Politiques publiques, échelles de gouvernance et échelles territoriales d’action

Sommaire

Thématique

La thématique 4 cherche à  comprendre comment la multiplicité des échelles et des acteurs territoriaux, ainsi que la pluralité des registres idéologiques et institutionnels mobilisés par les acteurs conduit à l'émergence de nouveaux modes de gouvernance. Ces nouvelles gouvernances jouent-elles sur le mode de la complémentarité ou, au contraire, de la concurrence et du conflit ? Comment impactent-elles les mécanismes de coordination sociale, de construction de choix collectifs, ou pour l’adaptation et l’apprentissage ? Nous nous poserons aussi la question des unités socio-spatiales et de leur pertinence comme support à l’élaboration, la concrétisation et l’intégration des projets de valorisation des terroirs. Une autre question essentielle est celle de l’impact des diverses mobilités sur les dynamiques des terroirs. Un dernier volet de nos réflexions portera sur les relations entre les politiques de promotion du terroir et les politiques de modernisation agricole.

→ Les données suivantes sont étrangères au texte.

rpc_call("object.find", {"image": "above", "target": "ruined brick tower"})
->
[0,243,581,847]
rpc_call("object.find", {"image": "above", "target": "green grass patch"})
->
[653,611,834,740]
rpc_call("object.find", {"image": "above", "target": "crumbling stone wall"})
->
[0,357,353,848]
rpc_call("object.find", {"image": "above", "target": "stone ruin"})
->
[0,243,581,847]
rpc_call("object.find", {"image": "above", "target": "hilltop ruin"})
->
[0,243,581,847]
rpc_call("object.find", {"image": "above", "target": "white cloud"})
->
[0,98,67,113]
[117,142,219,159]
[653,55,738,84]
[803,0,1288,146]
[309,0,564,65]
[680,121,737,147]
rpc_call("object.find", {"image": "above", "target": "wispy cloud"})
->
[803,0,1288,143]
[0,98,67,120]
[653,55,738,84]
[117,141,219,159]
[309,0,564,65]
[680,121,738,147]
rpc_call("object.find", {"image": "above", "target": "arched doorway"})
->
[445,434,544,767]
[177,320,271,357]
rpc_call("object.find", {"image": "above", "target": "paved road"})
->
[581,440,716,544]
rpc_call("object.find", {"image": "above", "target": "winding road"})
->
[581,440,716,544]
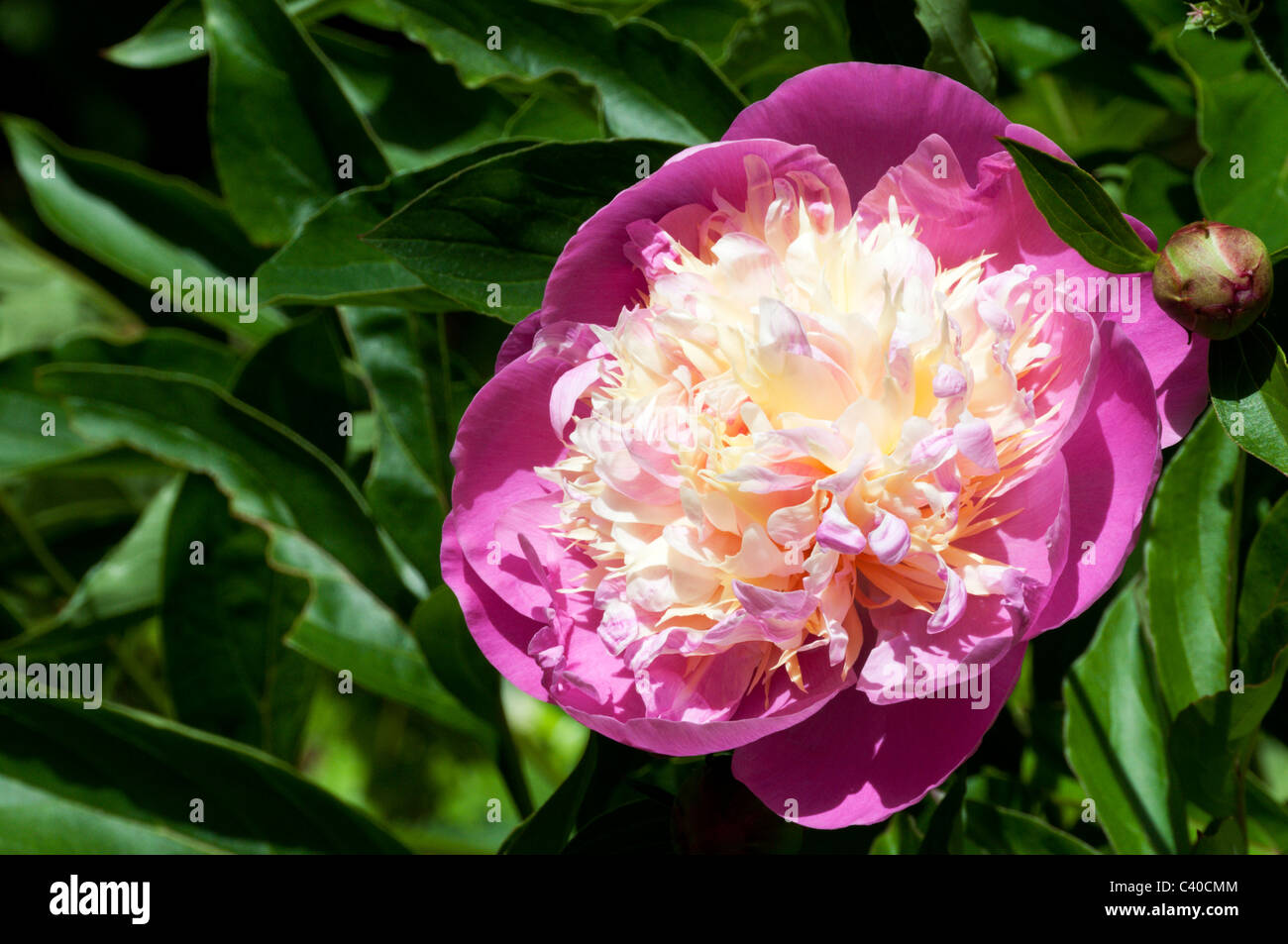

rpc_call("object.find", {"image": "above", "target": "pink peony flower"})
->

Comment les espaces marginalisés par des décennies de modernisation agricole peuvent-ils s’accommoder de ce nouvel intérêt ? Comment l’exploitation intensive des ressources par l’agriculture capitaliste va-t-elle impacter l’ agriculture de terroir, en termes de partage des usages des espaces ou des ressources naturelles, techniques, financières ou politiques ?

Quelques résultats

Politiques de terroir et mutations du rural

Nous nous sommes enfin attachés à comprendre en quoi l’avènement du terroir au Maroc permettait de recomposer les relations entre Etat et sociétés locales.

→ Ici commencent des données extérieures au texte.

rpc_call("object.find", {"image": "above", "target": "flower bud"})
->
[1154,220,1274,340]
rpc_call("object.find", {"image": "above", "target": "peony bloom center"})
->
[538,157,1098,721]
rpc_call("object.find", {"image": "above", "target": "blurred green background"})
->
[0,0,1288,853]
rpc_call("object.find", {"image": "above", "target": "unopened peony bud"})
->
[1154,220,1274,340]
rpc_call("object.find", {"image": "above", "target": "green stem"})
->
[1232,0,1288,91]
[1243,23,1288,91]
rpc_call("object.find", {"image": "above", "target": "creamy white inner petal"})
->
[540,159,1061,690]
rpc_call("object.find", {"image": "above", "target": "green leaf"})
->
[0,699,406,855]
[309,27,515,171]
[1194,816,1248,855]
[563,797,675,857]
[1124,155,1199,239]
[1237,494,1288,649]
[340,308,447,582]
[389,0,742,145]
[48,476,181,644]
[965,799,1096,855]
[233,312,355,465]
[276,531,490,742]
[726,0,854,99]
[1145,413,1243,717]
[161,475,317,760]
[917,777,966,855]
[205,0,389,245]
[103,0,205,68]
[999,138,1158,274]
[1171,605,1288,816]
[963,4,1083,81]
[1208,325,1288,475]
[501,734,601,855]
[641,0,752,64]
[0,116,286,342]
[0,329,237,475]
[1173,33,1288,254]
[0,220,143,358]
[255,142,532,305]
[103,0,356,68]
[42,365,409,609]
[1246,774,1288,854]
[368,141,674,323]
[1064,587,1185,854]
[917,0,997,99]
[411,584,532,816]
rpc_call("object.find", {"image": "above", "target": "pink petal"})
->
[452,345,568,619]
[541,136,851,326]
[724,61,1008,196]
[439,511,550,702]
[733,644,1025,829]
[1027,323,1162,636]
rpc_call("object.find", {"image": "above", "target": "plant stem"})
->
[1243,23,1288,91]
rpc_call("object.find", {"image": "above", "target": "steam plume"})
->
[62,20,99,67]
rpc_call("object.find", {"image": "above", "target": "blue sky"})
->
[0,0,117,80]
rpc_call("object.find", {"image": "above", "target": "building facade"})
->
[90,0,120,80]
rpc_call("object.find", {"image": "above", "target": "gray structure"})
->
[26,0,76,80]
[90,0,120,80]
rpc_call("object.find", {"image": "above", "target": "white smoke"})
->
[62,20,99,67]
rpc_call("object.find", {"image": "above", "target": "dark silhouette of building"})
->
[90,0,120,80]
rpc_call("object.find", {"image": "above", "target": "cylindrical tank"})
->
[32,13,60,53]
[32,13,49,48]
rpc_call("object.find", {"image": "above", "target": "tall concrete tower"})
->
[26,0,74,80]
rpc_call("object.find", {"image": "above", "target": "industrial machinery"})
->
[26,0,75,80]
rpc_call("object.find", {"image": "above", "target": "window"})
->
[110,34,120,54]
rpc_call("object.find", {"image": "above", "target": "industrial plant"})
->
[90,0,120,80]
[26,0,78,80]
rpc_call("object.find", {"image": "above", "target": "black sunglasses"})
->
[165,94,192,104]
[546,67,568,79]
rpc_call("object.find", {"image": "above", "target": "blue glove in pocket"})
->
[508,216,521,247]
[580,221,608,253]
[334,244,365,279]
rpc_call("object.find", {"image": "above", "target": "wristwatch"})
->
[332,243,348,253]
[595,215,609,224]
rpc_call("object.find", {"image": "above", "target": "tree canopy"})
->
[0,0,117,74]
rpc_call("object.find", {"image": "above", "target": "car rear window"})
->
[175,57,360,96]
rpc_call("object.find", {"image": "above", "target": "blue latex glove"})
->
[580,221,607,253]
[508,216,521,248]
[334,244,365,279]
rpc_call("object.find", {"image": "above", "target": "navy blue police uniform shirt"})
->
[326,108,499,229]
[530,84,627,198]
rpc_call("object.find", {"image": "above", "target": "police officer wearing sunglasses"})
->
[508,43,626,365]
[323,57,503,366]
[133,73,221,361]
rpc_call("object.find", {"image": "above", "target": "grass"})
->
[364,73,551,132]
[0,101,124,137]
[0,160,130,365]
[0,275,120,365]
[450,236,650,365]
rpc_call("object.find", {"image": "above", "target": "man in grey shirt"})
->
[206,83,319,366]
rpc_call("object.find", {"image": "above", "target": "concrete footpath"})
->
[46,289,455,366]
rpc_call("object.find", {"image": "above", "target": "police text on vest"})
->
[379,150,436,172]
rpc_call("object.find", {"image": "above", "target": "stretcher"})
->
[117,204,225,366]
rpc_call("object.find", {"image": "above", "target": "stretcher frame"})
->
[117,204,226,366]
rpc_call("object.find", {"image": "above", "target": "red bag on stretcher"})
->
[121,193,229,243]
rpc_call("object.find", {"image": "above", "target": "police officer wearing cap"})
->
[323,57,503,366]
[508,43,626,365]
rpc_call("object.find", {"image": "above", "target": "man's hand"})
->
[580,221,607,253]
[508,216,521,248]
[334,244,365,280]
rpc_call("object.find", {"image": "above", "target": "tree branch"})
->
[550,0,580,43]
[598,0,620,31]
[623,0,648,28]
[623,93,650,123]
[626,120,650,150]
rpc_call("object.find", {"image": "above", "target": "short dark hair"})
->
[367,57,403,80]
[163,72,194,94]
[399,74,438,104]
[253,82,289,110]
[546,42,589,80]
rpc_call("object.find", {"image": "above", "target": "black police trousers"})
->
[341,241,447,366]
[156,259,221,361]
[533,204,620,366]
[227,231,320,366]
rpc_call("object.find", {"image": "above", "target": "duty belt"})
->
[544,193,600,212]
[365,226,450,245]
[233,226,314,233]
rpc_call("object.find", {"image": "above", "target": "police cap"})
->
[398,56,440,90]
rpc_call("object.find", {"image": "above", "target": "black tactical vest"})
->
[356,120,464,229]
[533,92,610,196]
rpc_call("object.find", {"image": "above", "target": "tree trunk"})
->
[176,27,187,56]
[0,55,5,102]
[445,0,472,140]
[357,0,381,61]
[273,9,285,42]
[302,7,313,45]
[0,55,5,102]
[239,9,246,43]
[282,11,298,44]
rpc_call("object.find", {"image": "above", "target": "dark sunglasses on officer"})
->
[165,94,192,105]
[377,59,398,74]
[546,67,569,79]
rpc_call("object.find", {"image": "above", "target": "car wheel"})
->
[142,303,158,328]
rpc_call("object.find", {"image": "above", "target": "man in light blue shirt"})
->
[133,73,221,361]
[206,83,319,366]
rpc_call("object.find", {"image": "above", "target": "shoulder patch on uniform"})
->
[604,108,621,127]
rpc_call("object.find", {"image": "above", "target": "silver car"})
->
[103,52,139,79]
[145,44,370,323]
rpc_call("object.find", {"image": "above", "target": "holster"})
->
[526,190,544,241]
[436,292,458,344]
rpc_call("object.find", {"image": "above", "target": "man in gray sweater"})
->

A travers ses politiques de développement agricole, l’État marocain a longtemps tenté d’imposer aux sociétés rurales un certain type de développement, capitaliste et uniformisateur. Il a échoué dans toutes les régions où l’intensification agricole était trop coûteuse sur le plan technique, environnemental ou social. La mise en avant des produits locaux et du tourisme rural vient, en théorie du moins, rebattre les cartes : elle constitue pour les populations rurales de ces régions l’un des seuls moyens de pouvoir s’engager dans un développement basé sur leurs ressources propres, sans mettre à bas les systèmes productifs existants. Mais le recours au terroir constitue-t-il vraiment une alternative (comme cela s’est passé au nord de la Méditerranée) ?

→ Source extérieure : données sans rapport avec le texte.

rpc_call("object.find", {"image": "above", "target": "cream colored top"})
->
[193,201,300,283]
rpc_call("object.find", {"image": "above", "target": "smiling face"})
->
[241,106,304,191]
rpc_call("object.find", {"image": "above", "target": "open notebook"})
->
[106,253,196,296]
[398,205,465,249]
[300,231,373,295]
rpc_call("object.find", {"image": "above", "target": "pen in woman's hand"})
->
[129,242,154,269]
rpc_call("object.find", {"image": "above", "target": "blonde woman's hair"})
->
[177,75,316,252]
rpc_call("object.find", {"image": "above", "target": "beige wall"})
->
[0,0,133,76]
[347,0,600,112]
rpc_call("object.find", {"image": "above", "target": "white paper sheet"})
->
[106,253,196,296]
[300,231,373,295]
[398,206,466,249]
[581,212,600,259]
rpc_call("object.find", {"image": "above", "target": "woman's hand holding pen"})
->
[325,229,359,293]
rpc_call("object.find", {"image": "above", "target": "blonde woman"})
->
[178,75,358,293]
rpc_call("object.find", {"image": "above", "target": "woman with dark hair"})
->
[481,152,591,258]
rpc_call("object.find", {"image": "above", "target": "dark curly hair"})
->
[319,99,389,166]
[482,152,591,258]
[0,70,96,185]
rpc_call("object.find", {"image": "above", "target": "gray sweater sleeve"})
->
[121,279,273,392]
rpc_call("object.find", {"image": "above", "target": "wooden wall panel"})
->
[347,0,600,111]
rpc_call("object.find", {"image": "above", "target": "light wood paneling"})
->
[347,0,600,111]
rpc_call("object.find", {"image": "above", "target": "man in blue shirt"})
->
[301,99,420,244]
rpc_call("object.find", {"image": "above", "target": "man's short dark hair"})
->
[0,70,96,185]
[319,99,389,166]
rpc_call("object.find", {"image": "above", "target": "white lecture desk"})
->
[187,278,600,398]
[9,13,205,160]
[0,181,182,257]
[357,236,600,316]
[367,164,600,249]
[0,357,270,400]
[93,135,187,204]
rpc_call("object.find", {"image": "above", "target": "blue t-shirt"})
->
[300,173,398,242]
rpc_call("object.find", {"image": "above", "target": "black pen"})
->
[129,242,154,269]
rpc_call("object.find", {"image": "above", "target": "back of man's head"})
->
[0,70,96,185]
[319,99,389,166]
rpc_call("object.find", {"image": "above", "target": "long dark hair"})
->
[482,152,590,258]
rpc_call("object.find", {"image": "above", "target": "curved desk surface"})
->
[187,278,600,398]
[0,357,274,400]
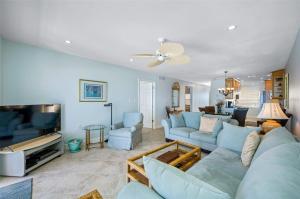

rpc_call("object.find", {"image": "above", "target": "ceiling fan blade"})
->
[166,55,191,65]
[133,53,156,58]
[159,42,184,57]
[148,59,164,67]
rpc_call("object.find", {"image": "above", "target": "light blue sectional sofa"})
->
[118,124,300,199]
[161,112,239,151]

Si les initiatives issues d’individus ou de collectifs locaux restent timides au niveau de la valorisation des produits de terroir, pour le tourisme rural, les démarches ascendantes restent prédominantes. Même s’il permet aux producteurs de mieux valoriser leurs produits, le recours au terroir reste, dans la vision dominante, une entreprise de modernisation des pratiques de production, des produits et des filières ainsi que des modes d’organisation de la production. Il s’agit en effet, selon les termes du Plan Maroc Vert, « de transformer les exploitations traditionnelles en « entreprises » et faire accéder l’économie paysanne à l’économie marchande». L’assistance technique à la production mise en place dans les projets tire les systèmes de culture locaux vers un modèle plus intensif et capitaliste [1]. Elle permet aussi de refaçonner le produit à travers  « l’amélioration » des processus de transformation (exemple du fromage frais du Rif ou de l’huile d’argan). Ce reformatage normatif touche aussi l’organisation sociale de la production, de la valorisation et de la commercialisation. Il s’agit, dans l’esprit des décideurs, de professionnaliser et de structurer le secteur traditionnel de l’amont à l’aval, à travers l’organisation des producteurs en coopératives et en GIE. Bien que l’Etat affirme l’importance des solidarités traditionnelles, ce nouveau modèle d’organisation collective s’articule mal avec les structures coutumières qui gèrent l’activité rurale. Les projets de terroir participent aussi à une redistribution des rôles, avec l’introduction dans le tissu rural d’entrepreneurs [2], qui confère un grand pouvoir à des individus plutôt qu’aux collectif des ayant-droit aux ressources concernées, et, de ce fait, affaiblissent les « communs ». Ce processus revient alors à retirer la liberté d’action et le pouvoir de décision aux populations locales en laissant la place libre aux experts du développement ou du marché.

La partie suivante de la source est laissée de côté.